Yes, that was cheesy, but these really are delicious.
What exactly are Chocolate Cherry Love Bombs? Thought you’d never ask…
A paleo take on the popular Chocolate Cherry Bomb treat, these love bombs are free of refined sugar, artificial coloring, gluten and nuts, making them a guilt-free indulgence. Sweet cherries are enveloped in wholesome brownie and then dipped in dark chocolate. Wanna know a secret? These brownies are made moist with the addition of vitamin-rich beets!
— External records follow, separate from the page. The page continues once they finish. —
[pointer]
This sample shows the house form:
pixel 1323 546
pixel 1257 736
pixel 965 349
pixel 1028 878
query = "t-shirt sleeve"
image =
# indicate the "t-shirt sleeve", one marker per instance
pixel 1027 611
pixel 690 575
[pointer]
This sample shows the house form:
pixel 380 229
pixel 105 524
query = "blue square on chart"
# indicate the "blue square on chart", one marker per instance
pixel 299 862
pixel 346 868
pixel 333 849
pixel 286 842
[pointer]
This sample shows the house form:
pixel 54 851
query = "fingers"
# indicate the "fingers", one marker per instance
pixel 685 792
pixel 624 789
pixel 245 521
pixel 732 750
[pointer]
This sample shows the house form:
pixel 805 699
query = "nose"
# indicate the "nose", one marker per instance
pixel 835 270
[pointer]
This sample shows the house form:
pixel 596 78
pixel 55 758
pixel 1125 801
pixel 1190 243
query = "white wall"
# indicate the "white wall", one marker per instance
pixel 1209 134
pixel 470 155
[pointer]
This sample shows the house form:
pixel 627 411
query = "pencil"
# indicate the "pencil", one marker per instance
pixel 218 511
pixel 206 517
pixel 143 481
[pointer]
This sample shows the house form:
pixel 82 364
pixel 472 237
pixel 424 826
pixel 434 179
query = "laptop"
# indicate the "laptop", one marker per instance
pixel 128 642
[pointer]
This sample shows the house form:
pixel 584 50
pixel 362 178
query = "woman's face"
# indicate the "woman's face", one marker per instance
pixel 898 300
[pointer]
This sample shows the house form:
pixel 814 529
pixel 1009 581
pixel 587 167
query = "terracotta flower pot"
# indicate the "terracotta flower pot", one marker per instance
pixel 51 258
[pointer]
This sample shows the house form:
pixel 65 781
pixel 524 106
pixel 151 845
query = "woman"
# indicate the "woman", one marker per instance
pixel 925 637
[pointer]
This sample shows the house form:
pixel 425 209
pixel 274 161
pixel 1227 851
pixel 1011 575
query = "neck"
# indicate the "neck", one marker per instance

Shhhh, don’t tell the kids 😉
Do you remember back in elementary math when we learned the whole concept of ‘greater than’ and ‘less than’? There was the < sign, and whichever side of the equation got the pointy side was smaller (and needed a shot to get bigger) and the alligator mouth side was eating the bigger one.
Mmmkay, all caught up?
Now we shall discuss the nutritional standing of this delectable treat using 1st grade math symbols…
RHR Chocolate Cherry Love Bombs > chicken breast and veggies
RHR Chocolate Cherry Love Bombs > a handful of almonds and piece of dark chocolate
RHR Chocolate Cherry Love Bombs > a single RHR brownie
RHR Chocolate Cherry Love Bombs < traditional chocolate cherry bombs
You see that last one there? This version of Chocolate Cherry Bombs is LESS of a problem than the traditional ones. Traditional versions of this recipe use boxed brownie mix (gluten, sugar, transfats) as well as chemical-laden cherries and then dip in a chocolate that’s higher in sugar.
The RHR version is made with from-scratch brownies that contain beets (!) for extra nutrients, no gluten, no grains, no refined sugar. The cherry used is natural, no chemicals and dyes. Then it’s dipped in a dark chocolate and coconut oil blend.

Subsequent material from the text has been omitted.